自分の変化に気付いてもらう「見守り契約」
年をとれば当たり前にできていたことが、できなくなっていく。その変化にいち早く気づいてもらいにくいのがおひとりさまだ。治療が必要な病気になっていたなんてこともあるだろう。いつしか認知症がはじまり、部屋が散らかりだしたり、衣服など身の回りのことに無頓着になったり、ゴミ出しのルールが守れなくなって、近所トラブルに発展するなんてことも考えられる。消費者トラブルに遭ったことを気づかぬまま、違法まがいの契約をしてしまっていたなんてこともあるかもしれない。
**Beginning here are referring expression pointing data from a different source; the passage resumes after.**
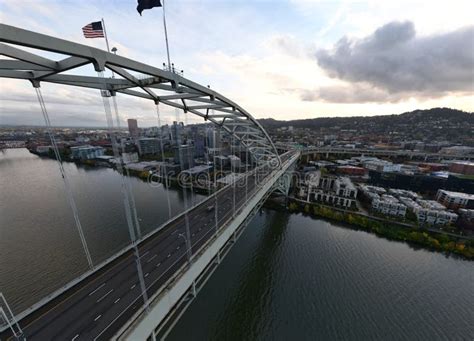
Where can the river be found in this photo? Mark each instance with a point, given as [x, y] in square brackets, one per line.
[289, 277]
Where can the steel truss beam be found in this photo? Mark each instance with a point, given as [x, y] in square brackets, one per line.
[190, 96]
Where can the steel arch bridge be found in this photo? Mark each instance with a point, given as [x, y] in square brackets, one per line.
[135, 79]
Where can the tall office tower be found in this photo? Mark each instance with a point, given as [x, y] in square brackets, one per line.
[133, 128]
[213, 138]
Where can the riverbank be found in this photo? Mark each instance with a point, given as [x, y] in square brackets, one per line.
[435, 241]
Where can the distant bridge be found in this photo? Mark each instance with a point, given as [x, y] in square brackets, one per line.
[385, 153]
[139, 292]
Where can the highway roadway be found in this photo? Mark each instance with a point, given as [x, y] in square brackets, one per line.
[102, 304]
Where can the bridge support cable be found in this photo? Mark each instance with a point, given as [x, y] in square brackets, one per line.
[11, 321]
[67, 184]
[163, 174]
[129, 202]
[184, 190]
[189, 161]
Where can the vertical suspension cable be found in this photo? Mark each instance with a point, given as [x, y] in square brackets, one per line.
[185, 198]
[246, 168]
[67, 185]
[125, 187]
[190, 157]
[163, 159]
[232, 171]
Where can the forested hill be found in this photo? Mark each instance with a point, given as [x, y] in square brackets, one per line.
[436, 117]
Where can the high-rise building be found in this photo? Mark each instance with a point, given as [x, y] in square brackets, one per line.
[213, 138]
[133, 128]
[184, 156]
[148, 145]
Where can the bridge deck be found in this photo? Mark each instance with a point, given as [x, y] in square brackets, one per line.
[98, 306]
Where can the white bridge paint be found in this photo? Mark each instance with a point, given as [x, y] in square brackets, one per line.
[142, 324]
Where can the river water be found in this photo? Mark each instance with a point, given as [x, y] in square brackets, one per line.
[289, 277]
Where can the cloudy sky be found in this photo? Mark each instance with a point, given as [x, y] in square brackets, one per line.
[284, 59]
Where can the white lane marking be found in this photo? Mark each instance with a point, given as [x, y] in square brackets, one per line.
[135, 300]
[100, 286]
[148, 261]
[100, 299]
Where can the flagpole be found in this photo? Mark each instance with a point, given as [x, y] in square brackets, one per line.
[166, 37]
[105, 34]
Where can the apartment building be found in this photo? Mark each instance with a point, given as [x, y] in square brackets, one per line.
[455, 200]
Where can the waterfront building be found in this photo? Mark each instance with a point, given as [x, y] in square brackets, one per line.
[455, 200]
[352, 170]
[184, 156]
[462, 167]
[338, 191]
[435, 217]
[133, 128]
[148, 146]
[43, 150]
[389, 205]
[129, 157]
[382, 166]
[213, 138]
[86, 152]
[144, 166]
[199, 146]
[403, 193]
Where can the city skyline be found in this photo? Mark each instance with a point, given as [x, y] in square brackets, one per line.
[290, 60]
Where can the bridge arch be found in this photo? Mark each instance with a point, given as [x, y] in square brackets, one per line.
[135, 79]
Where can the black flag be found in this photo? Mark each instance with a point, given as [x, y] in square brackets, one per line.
[147, 4]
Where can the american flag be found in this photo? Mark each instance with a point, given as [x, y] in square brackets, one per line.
[93, 30]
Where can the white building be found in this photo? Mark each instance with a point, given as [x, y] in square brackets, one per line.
[86, 152]
[382, 166]
[455, 200]
[389, 205]
[330, 190]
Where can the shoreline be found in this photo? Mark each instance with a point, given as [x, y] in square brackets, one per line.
[430, 240]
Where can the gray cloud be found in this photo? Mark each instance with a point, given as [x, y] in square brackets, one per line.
[394, 62]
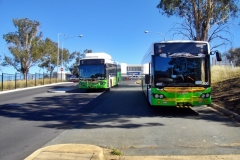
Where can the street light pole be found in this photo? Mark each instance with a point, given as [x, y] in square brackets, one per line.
[58, 49]
[80, 36]
[157, 33]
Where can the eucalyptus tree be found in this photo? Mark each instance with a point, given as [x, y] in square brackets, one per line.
[48, 59]
[23, 45]
[204, 20]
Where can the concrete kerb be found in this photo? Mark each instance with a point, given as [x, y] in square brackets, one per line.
[68, 151]
[226, 111]
[62, 90]
[21, 89]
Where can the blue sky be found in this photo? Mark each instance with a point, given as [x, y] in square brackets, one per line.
[114, 27]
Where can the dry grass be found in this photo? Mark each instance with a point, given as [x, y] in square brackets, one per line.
[223, 73]
[226, 87]
[8, 85]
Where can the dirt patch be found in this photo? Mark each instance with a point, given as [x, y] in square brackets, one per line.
[227, 94]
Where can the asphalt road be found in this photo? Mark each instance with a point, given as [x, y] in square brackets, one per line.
[122, 119]
[119, 119]
[31, 118]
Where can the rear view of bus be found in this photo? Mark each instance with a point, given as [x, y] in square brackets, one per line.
[177, 73]
[98, 71]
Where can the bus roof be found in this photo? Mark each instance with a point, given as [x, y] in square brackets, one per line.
[180, 41]
[100, 55]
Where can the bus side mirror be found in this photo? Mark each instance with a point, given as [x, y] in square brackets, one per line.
[147, 79]
[218, 56]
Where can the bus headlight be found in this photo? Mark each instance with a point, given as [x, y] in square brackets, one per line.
[160, 96]
[205, 95]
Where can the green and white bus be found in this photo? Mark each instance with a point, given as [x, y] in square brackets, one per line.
[98, 71]
[178, 73]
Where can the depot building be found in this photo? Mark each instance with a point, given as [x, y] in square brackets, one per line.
[131, 69]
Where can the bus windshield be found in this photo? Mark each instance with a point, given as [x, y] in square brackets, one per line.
[91, 71]
[180, 71]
「そんな困りごとに備えるのが『見守り契約』です。定期的な電話連絡と訪問で、自立した生活が健やかに送れているかを確認するものです。甥や姪、親しい友人や知人など頼れる人がいる方は不要な契約ですが、親族がいない、あるいはまったく頼れないという人は、契約を交わしておくと安心です」(明石さん、以下同)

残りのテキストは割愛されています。